Overview
BübleLM is a 2.6 billion parameter German language model built upon the Gemma-2-2B architecture. Developed by flair, its key innovation lies in its adaptation using trans-tokenization with a custom German SentencePiece tokenizer, which significantly enhances its performance in German language tasks. The model was trained on 3.5 billion tokens from the Occiglot-FineWeb project, encompassing diverse German data sources like web content, legislative documents, news, and Wikipedia.
Key Capabilities & Performance
- German Language Optimization: Achieves substantial improvements over the base Gemma-2-2B model on German benchmarks, including a +71% increase on HellaSwag-DE and +41% on ARC-DE.
- Custom Tokenization: Employs a 20k vocabulary German SentencePiece tokenizer, optimized for German morphological structures, leading to better token efficiency.
- Context Length: Supports an 8192-token context window.

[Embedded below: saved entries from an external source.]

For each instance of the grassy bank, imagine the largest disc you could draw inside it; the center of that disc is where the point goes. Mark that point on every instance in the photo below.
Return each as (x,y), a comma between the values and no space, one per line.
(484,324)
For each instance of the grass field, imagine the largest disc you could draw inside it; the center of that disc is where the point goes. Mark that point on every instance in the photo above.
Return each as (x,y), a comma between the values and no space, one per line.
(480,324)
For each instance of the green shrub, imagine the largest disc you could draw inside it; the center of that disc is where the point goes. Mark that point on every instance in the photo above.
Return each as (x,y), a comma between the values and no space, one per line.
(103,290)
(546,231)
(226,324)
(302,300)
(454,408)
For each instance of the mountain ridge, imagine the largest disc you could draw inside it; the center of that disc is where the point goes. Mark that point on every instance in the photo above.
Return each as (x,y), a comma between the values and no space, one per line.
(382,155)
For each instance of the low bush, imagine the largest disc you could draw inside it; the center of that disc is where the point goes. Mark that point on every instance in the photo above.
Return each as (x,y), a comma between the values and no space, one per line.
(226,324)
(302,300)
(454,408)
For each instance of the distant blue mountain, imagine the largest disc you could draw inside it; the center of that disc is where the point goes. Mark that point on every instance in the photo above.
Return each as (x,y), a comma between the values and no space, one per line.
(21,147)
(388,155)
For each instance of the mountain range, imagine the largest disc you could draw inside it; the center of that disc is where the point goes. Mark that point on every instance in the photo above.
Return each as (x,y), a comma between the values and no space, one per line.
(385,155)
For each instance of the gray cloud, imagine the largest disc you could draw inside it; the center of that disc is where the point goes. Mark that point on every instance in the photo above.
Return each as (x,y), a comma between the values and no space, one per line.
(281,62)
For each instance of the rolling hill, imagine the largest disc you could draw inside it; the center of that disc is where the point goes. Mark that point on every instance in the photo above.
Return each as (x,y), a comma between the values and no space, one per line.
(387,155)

- Outperforms Alternatives: Consistently surpasses both the base Gemma-2-2B and other German models like LLäMmlein-1B in most evaluated tasks.
Usage & Limitations
BübleLM is a base language model, not instruction-tuned, meaning it is best suited for text completion rather than chat or instruction following without further fine-tuning. Its limitations include a relatively smaller vocabulary size (20k) compared to multilingual models and potential performance variations on highly specialized domains not well-represented in its training data.